Introduction US paediatric traumatic brain injury (TBI) hospitalisations have been decreasing due mostly to increased admission criteria. Severe TBI (STBI) has not followed this trend. For children (≤17) we wanted to quantify trends in hospital mortality and early functional independence measures (FIM) outcomes for STBI in a mature state-wide trauma system.
Methods Trauma registry data were obtained from all Pennsylvania trauma centres from 1998–2007. We included patients with a discharge diagnosis of STBI and Abbreviated Injury Scale Head-neck ≤4. Temporal trends for hospital mortality proportion and discharge FIM (patients ≤2) were assessed using multivariate logistic regression adjusted for age, co-morbidities, injury mechanisms, transport, vital signs, severity, hospital stay and trauma centre level.

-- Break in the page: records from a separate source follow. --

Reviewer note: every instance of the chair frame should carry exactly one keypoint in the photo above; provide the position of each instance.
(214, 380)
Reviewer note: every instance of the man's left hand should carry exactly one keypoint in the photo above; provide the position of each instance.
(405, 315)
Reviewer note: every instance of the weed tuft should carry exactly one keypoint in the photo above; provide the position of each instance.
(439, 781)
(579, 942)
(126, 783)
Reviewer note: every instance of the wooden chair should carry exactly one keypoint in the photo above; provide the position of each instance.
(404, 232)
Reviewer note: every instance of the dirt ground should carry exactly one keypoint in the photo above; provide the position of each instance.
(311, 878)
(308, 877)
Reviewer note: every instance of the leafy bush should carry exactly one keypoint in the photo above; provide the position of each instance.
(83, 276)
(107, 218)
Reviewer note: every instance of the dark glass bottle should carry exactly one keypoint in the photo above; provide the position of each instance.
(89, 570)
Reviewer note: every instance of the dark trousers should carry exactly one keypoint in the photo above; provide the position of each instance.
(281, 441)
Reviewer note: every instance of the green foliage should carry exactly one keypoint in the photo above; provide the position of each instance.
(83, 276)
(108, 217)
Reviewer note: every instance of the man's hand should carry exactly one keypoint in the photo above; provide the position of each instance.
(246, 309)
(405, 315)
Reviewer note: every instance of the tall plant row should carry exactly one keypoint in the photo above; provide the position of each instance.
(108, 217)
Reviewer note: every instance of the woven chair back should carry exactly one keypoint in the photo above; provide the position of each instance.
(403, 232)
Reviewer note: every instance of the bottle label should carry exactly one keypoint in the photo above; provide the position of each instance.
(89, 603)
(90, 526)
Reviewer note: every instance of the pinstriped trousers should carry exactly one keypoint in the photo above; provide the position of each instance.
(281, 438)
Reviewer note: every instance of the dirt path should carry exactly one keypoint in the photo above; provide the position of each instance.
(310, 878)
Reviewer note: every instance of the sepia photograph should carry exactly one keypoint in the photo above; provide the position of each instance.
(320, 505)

Results There were 4813 patients meeting the criteria. Annual number of discharges increased (390 in 1998 to 553 in 2007) while the admission rate also increased (13.26 to 19.85/100 000 persons). Most were male and mean age was 9.1 years. Leading mechanisms of injury were motor vehicles, followed by falls and other transport events. Inpatient mortality decreased significantly from 21.3% to 8.9% (mortality trend β=−0.096, 95%CI–0.058 to −0.135, p<0.001) and discharge functional status scores improved.
Conclusions Tends for paediatric STBI served by Pennsylvania's mature trauma system showed increases in rates but substantial reductions in inpatient mortality and significant improvements in functional outcome at discharge. While positive from a clinical perspective, these findings imply that child safety programs that use fatal outcomes as evaluation endpoints need to be very cautious about attributing mortality reductions to interventions.